What Makes Us More ‘Critically Open-Minded' in a Globalized World? an Australian Perspective

Monday, 11 July 2016: 10:00
Location: Hörsaal 4C KS (Neues Institutsgebäude (NIG))
Oral Presentation
Seyed A. HOSSEINI FARADONBEH, The University of Newcastle, Australia
Lawrence SAHA, Sociology, Australian National University, Canberra, Australia
This paper defines and examines a new concept of ‘Critical Open-mindedness’ within an Australian context as a social-attitudinal collective phenomenon, This is in contrast to the popular social psychological notions of open-mindedness as a cognitive-personal attribute. Our main objective is to investigate the relationship between Cognitive Open-mindedness and Critical Open-mindedness. It draws on the data from the World Values Surveys (2005 and 2012) in Australia to operationalize both types of open-mindedness as composite indicators, composed of several dimensions. It then examines, using path analysis, the relationships of the two indicators on a number of mediating ideational, structural and behavioral determinants. Critical Open-mindedness is found to be more dependent on socio-economic factors than Cognitive Open-mindedness does. However, the former is significantly and positively determined by the latter, especially the Social Trust and Anti-authoritarian dimensions of it.
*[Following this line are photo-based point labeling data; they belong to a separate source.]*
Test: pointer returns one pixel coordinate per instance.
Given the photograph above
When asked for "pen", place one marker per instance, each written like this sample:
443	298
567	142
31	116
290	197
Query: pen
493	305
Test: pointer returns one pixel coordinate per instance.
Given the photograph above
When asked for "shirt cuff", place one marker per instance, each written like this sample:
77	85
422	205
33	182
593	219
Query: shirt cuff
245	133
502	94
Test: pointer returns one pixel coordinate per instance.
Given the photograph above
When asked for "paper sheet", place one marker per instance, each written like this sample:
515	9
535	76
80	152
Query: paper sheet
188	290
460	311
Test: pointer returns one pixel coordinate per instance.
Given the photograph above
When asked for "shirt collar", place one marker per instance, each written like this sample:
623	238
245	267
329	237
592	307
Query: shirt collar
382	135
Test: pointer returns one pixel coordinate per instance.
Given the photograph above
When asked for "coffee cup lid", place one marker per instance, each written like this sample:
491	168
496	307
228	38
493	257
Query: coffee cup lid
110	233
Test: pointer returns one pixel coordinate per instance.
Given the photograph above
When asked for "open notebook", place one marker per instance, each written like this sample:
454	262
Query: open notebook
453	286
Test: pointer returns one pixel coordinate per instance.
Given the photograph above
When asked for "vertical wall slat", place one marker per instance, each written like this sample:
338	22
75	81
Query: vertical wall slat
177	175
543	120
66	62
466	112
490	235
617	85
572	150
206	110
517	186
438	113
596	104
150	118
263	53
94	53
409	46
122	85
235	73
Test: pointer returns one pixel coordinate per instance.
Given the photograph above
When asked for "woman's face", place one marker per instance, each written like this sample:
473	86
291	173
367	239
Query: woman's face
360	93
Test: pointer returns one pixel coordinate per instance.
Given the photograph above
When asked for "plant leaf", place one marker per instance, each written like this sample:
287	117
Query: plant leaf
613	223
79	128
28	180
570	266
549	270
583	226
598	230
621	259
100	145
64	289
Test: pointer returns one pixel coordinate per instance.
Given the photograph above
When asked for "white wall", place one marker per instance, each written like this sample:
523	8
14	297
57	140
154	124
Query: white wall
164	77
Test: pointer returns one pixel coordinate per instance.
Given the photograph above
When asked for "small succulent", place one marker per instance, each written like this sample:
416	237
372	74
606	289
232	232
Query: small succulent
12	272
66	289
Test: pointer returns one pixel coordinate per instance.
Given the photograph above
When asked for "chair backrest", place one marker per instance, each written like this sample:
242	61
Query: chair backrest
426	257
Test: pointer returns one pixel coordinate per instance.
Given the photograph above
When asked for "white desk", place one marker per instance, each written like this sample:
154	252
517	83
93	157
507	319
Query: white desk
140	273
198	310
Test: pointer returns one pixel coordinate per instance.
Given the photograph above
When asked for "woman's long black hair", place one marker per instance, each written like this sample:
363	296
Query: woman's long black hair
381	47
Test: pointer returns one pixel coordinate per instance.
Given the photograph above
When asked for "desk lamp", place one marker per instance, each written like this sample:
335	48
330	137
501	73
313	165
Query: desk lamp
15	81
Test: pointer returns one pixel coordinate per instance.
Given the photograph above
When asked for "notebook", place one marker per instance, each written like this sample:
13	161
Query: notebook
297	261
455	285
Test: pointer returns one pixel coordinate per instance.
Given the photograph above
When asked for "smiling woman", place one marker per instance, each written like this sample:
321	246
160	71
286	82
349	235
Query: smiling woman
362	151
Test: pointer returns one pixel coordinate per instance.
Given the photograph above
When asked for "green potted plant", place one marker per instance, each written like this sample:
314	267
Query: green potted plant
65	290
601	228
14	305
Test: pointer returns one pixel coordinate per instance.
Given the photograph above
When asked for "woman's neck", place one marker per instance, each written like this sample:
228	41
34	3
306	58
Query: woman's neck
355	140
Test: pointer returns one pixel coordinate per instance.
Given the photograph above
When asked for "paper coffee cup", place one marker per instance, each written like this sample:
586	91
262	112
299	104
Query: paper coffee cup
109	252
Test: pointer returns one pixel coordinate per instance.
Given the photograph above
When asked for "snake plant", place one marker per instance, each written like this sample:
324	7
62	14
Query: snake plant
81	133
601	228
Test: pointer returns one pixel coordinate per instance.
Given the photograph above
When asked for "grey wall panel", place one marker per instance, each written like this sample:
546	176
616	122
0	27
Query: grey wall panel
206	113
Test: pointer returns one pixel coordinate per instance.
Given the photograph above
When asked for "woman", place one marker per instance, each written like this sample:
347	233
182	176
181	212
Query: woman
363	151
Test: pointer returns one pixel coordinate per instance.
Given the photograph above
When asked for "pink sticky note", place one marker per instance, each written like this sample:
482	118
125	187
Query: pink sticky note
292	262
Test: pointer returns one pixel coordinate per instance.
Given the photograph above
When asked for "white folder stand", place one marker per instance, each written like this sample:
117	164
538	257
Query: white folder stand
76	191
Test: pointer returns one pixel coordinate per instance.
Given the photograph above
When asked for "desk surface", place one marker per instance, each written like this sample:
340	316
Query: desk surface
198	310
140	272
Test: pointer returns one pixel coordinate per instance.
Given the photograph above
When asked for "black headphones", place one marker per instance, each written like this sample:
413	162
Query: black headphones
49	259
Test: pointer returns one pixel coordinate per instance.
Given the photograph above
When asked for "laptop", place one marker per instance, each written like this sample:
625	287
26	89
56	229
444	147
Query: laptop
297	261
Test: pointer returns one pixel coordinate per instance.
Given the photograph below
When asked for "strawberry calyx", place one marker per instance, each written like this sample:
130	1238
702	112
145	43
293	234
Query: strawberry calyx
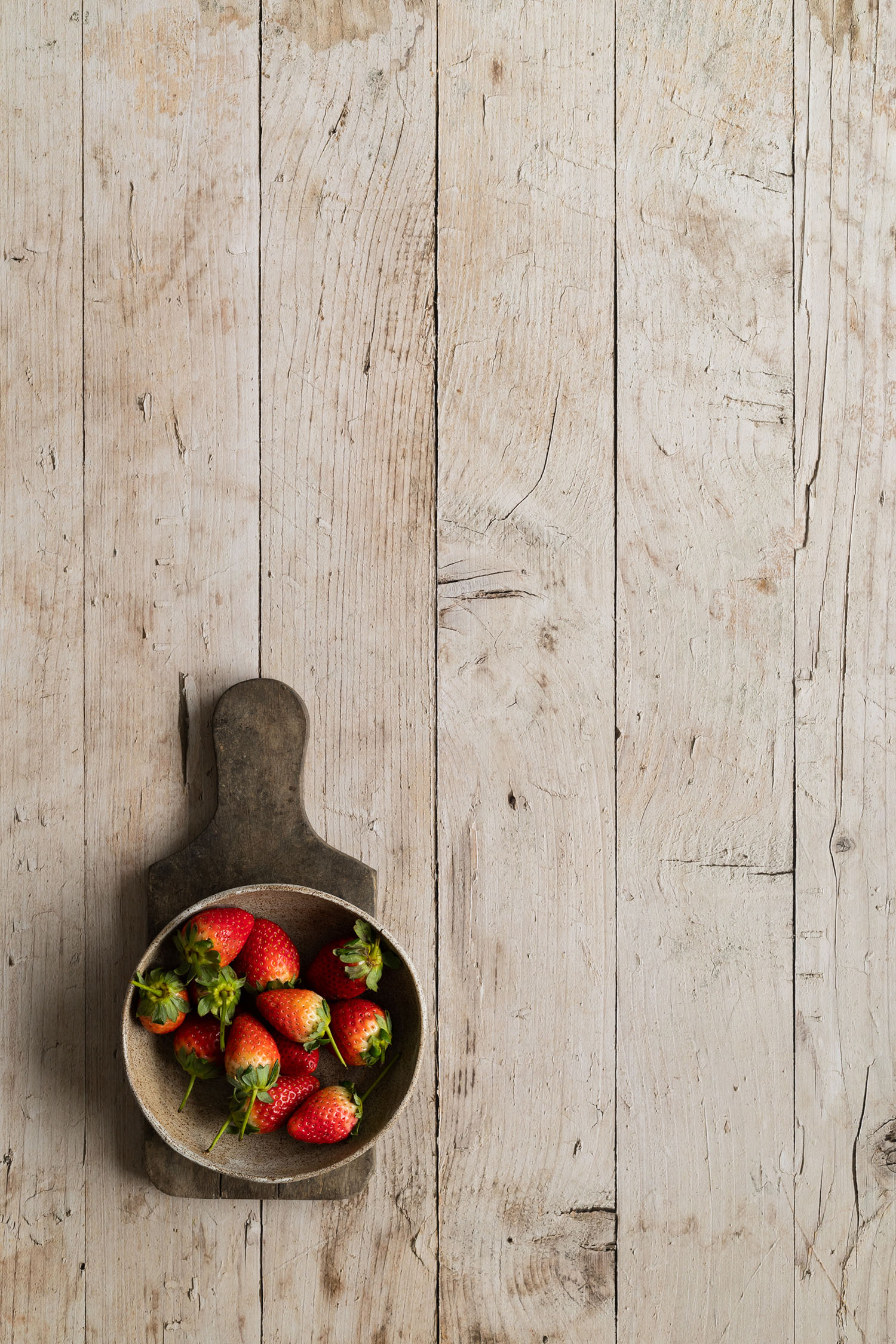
379	1041
366	1094
218	995
254	1079
195	950
251	1085
363	959
198	1067
163	996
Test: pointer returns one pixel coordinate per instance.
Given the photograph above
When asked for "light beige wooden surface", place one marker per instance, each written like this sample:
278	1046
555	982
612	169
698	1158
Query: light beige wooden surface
845	225
526	673
348	120
523	297
704	542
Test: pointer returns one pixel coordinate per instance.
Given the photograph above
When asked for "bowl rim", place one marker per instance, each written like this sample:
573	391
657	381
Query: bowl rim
233	894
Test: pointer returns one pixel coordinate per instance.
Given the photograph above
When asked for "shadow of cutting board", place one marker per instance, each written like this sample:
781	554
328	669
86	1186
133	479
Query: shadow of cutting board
258	834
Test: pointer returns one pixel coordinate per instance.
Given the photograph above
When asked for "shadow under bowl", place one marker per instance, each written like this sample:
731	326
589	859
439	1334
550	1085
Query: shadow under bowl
311	918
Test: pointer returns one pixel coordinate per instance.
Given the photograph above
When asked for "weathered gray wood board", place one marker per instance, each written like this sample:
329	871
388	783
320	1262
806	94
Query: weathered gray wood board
171	599
261	198
526	791
260	834
845	492
704	627
348	146
42	1101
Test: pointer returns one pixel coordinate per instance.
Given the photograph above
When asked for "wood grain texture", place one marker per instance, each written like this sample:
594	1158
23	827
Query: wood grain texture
704	673
845	678
171	202
347	567
526	796
42	1109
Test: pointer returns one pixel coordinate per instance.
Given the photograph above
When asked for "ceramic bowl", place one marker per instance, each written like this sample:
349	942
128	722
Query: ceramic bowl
311	918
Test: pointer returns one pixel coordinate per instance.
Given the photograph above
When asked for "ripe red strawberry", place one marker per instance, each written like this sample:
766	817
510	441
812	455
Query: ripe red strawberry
348	966
269	959
213	938
300	1014
218	995
328	1116
333	1113
362	1030
163	1002
251	1061
263	1117
198	1051
294	1060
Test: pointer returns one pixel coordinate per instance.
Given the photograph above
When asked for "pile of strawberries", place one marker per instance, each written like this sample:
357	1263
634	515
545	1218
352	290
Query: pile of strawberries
226	953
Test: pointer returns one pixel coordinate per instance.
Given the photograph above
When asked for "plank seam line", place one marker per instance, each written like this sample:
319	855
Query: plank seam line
793	683
616	668
435	673
84	653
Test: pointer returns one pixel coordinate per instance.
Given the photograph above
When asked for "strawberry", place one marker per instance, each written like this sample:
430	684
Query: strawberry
346	968
362	1030
300	1014
198	1051
213	938
294	1060
285	1096
163	1002
251	1062
332	1113
218	995
269	959
328	1116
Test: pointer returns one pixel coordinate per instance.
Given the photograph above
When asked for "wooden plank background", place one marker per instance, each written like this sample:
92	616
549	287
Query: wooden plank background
514	381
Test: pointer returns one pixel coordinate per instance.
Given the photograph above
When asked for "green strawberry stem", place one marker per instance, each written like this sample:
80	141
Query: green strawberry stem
328	1033
223	1130
379	1078
247	1110
190	1088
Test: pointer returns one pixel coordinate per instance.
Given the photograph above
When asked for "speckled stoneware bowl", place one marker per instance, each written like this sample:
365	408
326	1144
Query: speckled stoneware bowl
311	918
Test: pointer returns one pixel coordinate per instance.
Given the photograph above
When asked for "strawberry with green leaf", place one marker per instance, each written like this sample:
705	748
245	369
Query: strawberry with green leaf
218	995
163	1002
251	1062
269	959
213	938
333	1113
294	1060
362	1030
299	1014
263	1117
198	1051
348	966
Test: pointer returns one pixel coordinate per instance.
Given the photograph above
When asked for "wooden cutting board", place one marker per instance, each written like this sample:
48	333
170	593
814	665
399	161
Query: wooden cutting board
258	834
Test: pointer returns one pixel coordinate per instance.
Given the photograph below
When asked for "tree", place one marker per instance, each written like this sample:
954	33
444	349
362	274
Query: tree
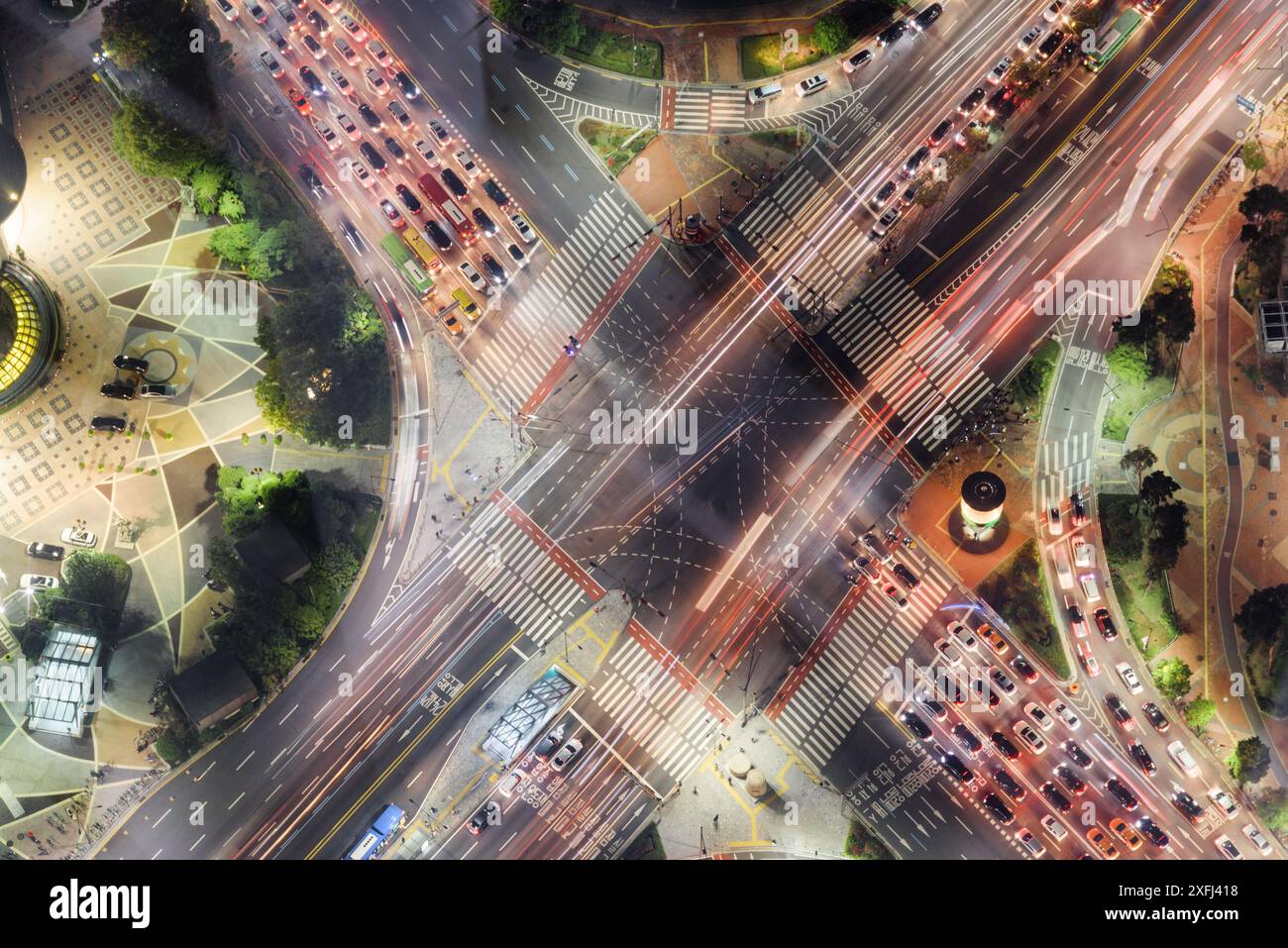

Critical Open-mindedness is also significantly and positively associated with the individuals’ tendency towards the political left,  a cosmopolitan sense of belonging, a confidence in environmental organizations, higher levels of education (the most important structural factor), gender (being female), confidence in humanitarian organizations, interest in politics, experiencing discrimination, and independence at work. We discuss the implications and consequences of the lack of Critical Open-mindedness to our understanding of our behavior regarding a range of social issues, for example, the creation of “negative collective identities” and social divisions through intolerant behavior. In this context, we argue that the “social collective” acts as a determinant rather than the characteristics or quality of individuals. Finally, we consider potential policy measures for fostering a healthy critical open-mindedness in the context of an increasingly globalized multicultural environment.